KEY POINTS:
Gawd help us, Joe Karam's found his appetite for women again, according to the latest Listener magazine.
What a funny man is he. Across six pages in the magazine, he talks about his goodness, and his loneliness caused by fighting to free convicted murderer David Bain.
"None of my friends have stuck by me. None," Karam alleges.
Oh really? Perhaps Karam's memory is clouded from poring over the masses of accumulated files. Many of his comments I simply cannot let pass.
I do this with caution. Karam has already sued for defamation. He pulled no punches in his book, David and Goliath, but he's very sensitive when it comes to taking criticism. (Interesting that he complains that his book wasn't nominated for a Montana Award even though, he says, it's one of New Zealand's best-selling books. Er, I think it's more about writing ability than sales, Joe, otherwise my Paedophile & Sex Offender Index would have scooped the pool.)
I know for a fact that one person who stuck by Karam for years, inviting him to dinner and parties when his other friends openly asked why, is Sir Robert Jones. Several times I've been at the grand house on the hill - seated around the dining table or drinking and laughing in the library - when Karam has also been enjoying Jones' generosity.
I don't know if Sir Robert shares my view, but in my opinion, Joe, some people don't ask you to share their social occasions because you're boring. And that's got nothing to do with the Bain case, it's because anyone who talks about themselves all the time tends to make other people's eyes glaze over. Sorry Joe, if this hurts, but sometimes you need to lighten up.
Journalists who once wooed him (the Listener says he did a thousand media interviews without so much as a personal assistant to manage his calls) have now lost interest, according to the magazine.
Well, we have not lost interest in the Bain case, but some of us have lost interest in you. You acknowledge yourself, in the Listener article, that some people think you "stop at nothing to try to get my belief believed by other people". Yet you say this is not the case and that there has been another battle to fight every step of the way. But the Listener article proves you have nothing new to say.
When did the David Bain case become the Joe Karam case? Other trenchant battlers for justice, for example Pat Booth for Arthur Thomas, and Donna Chisholm for David Dougherty, have kept themselves out of the limelight. Not for them the celebrity circuit, maybe because both are journalists. Even Karam, who according to the article revels in his own uniqueness, would hardly call himself a journalist. Booth and Chisholm, on the other hand, have done their share of chasing fire engines, death knocks, going into houses for interviews and taking the precaution of leaving their car engine running with the driver door open.

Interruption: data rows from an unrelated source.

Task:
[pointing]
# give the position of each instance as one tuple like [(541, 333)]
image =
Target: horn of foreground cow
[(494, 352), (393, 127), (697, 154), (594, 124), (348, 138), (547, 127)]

Paul Holmes comes in for singular criticism. Karam reckons Holmes once wrote, "I love my friend, Joe Karam", but now he never calls. Have you called Holmes, Joe? It's not hard to pick up the phone and if you're the uber-sleuth, you'd find his number. I did, after I'd watched his interview with Dame Stella Rimmington, former head of MI5, and felt the compulsion to say, "well done, mate".
But it was Karam's dissing of All Blacks that particularly incensed me. The rugby fraternity, he reckons, regard him with "a great deal of suspicion. If they look at what I'm doing too closely, all it would do is force them to examine their conscience... who are the All Blacks who have become such great leaders?" By implication, Karam himself is one.
John Kirwan, according to Karam, is "not putting his life out to help others". If Karam asked those who suffer from depression, he might get an angry reaction to that put-down. Even I can reel off some All Blacks who've gone on to "put their lives out to help others". There's John Graham, former All Black captain and headmaster of Auckland Grammar, the man who co-founded Academic Colleges Group, became Chancellor of Auckland University, inspiration for generations of students, now involved with Parenting with Confidence.
Then there's Sir Wilson Whineray, David Kirk, Sir Brian Lochore, Colin Meads, not to mention Tana Umaga and Jonah Lomu.
Do these people deserve to be referred to by Karam with the words: "It's bloody dreadful that All Blacks don't individually do more"?
A grovelling apology to these All Blacks would be in order, but I doubt it will be forthcoming. Sorry's one of the hardest words for many of us to say.